When I was about 6, my dad and I were sitting near Wall Street when I asked him why so many men were wearing suits and ties. It was the 1970s, and we lived in Greenwich Village, a place where you could see men wearing almost anything except a suit and tie. My dad, a theater actor, told me that the people on Wall Street cared about money, and as a result, they had to dress formally. I even remember feeling bad for these poor chumps.
Since the 1970s, though, the financial industry has grown faster than nearly any other in size and as a proportion of the overall economy. In 1970, it was about 4 percent of the G.D.P. Last year, it was twice that. The impact is felt everywhere in the United States, but it may be most evident in the Village. The artists, weirdos and blue-collar families that I grew up with (save the lucky rent controllers) are long gone. They’ve been replaced, in large part, by guys in suits.
During the ’70s and ’80s, the Village was the Jane Jacobs ideal, a neighborhood crammed with small mom-and-pop stores. That’s changed too. That old house-plant store is now a Marc Jacobs boutique. The dowdy bird store with the parrots in the window became Magnolia Bakery. The onslaught of luxury brands — Ralph Lauren, Jimmy Choo, Burberry, among them — has been so relentless that I’m happy when I see one of the old shops still in business. As an economics geek, I also wonder how in the world they survived. How have they innovated? How were they shrewd enough to overcome the rising rents and profit off a new, wealthy clientele?
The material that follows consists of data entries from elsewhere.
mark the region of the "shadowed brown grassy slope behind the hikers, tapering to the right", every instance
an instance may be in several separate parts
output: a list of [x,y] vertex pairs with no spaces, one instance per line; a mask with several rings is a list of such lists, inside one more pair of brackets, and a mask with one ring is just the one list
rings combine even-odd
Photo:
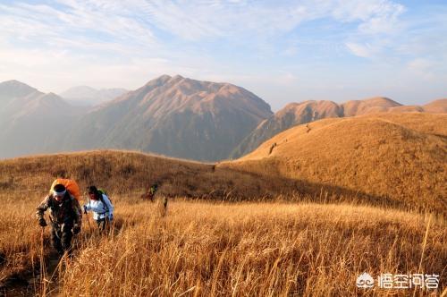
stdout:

I recently stopped by the oldest Village business I could think of, McNulty’s Tea & Coffee Co., which was established on Christopher Street in 1895. David Wong, whose family bought the place in 1980, didn’t have any savvy business secrets. When I asked how business had changed since the ’80s, Wong shrugged. “It’s about the same,” he said. What? Back then, nobody was talking about fancy coffee. I remember avoiding walking on this block for fear of being propositioned.
Wong clarified himself: Yes, the neighborhood had changed drastically. So had its taste for upmarket coffee. McNulty’s used to stock a fairly small selection; fancy beans, like French Roast Java, sold mostly during Christmas. Now their big sellers include Puerto Rican Yauco Selecto, which goes for $26 a pound. But demand has grown at just about the same rate as the rise in rent and the price of beans. And the Wongs have done little to innovate. McNulty’s had the same disheveled charm that it always did, from the beautiful Chinese tins that held tea leaves to the wall of rubber stamps they use to mark everything. It doesn’t sell coffee online. “We’re not way richer or poorer,” he insisted. “We’re about the same.” And this didn’t bother him.